LLM-based Vulnerability Detection at Project Scale: An Empirical Study

TL;DR

This empirical study compares LLM-based vulnerability detectors with traditional static analyzers at the project scale, revealing their strengths, limitations, and practical challenges in real-world software security assessment.

Contribution

It provides the first comprehensive evaluation of LLM-based vulnerability detection methods against traditional tools on large-scale projects, highlighting their detection capabilities and limitations.

Findings

LLM-based detectors find more unique vulnerabilities despite low recall.

Both tools produce many false positives, limiting practical usability.

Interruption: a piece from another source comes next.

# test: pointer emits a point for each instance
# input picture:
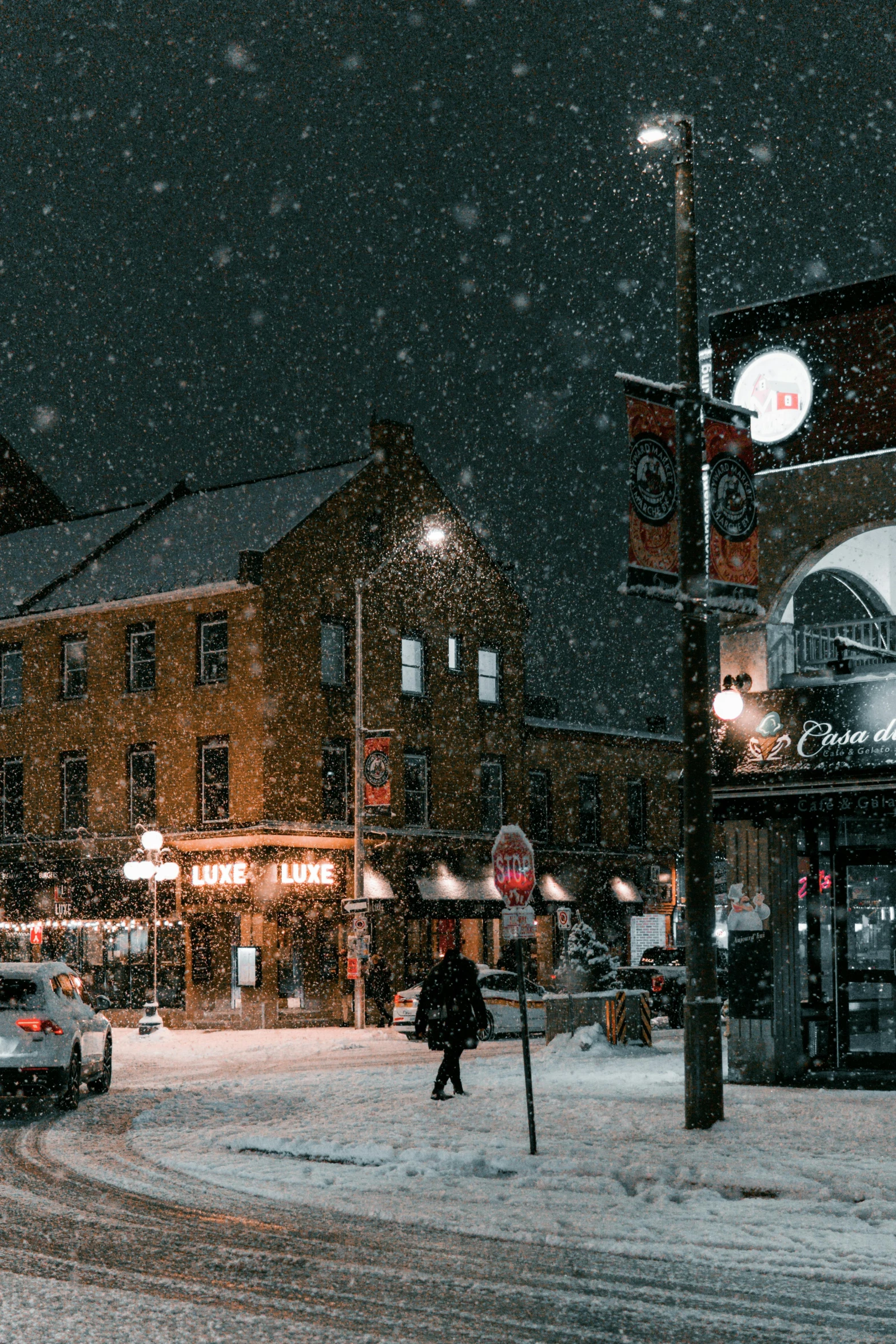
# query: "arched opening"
(837, 612)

High computational costs and failure modes hinder current LLM-based approaches.

Abstract

In this paper, we present the first comprehensive empirical study of specialized LLM-based detectors and compare them with traditional static analyzers at the project scale. Specifically, our study evaluates five latest and representative LLM-based methods and two traditional tools using: 1) an in-house benchmark of 222 known real-world vulnerabilities (C/C++ and Java) to assess detection capability, and 2) 24 active open-source projects, where we manually inspected 385 warnings to assess their practical usability and underlying root causes of failures. Our evaluation yields three key findings: First, while LLM-based detectors exhibit low recall on the in-house benchmark, they still uncover more unique vulnerabilities than traditional tools. Second, in open-source projects, both LLM-based and traditional tools generate substantial warnings but suffer from very high false discovery rates, hindering practical use. Our manual analysis further reveals shallow interprocedural reasoning and misidentified source/sink pairs as primary failure causes, with LLM-based tools exhibiting additional unique failures. Finally, LLM-based methods incurs substantial computational costs-hundreds of thousands to hundreds of millions of tokens and multi-hour to multi-day runtimes. Overall, our findings underscore critical limitations in the robustness, reliability, and scalability of current LLM-based detectors. We ultimately summarize a set of implications for future research toward more effective and practical project-scale vulnerability detection.